Sejak itu, bila aku berkaca, aku kerap melihatnya tengah berusaha menyembunyikan isak tangisnya.

---11

ADA saat di mana kuperhatikan wajah orang miskin itu diliputi kesedihan. "Jangan salah paham," katanya aku sedih bukan karena aku miskin. Aku sedih karena banyak sekali orang yang malu mengakui miskin. Banyak sekali orang yang bertambah miskin karena selalu berusaha agar tidak tampak miskin."
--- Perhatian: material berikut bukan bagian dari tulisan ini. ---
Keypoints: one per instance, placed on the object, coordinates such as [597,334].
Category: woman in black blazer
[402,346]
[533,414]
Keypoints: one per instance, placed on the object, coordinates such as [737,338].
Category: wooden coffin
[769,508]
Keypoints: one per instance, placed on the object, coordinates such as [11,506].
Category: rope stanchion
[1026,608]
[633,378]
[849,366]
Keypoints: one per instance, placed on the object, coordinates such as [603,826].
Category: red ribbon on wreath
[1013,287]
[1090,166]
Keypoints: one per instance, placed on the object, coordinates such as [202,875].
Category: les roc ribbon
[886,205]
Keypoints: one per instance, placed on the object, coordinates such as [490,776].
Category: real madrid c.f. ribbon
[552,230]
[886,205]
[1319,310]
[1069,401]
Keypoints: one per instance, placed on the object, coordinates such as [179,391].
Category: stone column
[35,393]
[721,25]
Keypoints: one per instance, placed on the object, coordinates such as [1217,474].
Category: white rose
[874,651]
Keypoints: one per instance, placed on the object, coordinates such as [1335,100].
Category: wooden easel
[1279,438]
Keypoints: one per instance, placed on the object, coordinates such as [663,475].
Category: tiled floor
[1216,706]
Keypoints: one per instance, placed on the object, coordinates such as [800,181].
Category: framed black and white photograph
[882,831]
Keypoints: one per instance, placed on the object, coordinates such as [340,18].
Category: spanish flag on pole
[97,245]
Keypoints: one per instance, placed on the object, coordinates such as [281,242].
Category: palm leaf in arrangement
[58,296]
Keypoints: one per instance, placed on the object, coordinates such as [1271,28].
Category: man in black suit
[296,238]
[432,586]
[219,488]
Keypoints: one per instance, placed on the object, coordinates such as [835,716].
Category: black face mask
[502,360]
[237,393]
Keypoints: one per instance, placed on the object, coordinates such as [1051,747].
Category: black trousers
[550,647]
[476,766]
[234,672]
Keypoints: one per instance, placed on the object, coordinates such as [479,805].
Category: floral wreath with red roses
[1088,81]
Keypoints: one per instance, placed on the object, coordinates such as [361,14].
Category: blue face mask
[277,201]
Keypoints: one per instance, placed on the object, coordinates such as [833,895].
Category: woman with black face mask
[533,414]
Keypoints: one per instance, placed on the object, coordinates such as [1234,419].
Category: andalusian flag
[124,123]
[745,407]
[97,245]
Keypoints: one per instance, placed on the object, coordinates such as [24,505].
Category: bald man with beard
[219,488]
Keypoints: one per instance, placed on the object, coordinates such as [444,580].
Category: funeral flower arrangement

Entah kenapa, saat itu mendadak aku merasa kikuk dengan penampilanku yang perlente. Sejak itu pula aku jadi tak terlalu suka berkaca.

---12

BILA lagi sedih, orang miskin itu suka datang ke pengajian. "Tuhan memang bisa menjadi hiburan menyenangkan buat orang yang lagi kesusahan," katanya. Ia akan terkantuk-kantuk sepajang ceramah, tetapi langsung semangat begitu makanan dibagikan.

---13

ADA lagi satu cerita, yang suka diulangnya kepadaku.

Suatu malam, ada seorang pencuri menyatroni rumah orang miskin. Mengetahui hal itu, si orang miskin segera sembunyi. Tapi, pencuri itu memergoki dan membentaknya,"Kenapa kamu sembunyi?" Dengan ketakutan si orang miskin menjawab," Aku malu karena aku tak punya apa pun yang bisa kamu curi."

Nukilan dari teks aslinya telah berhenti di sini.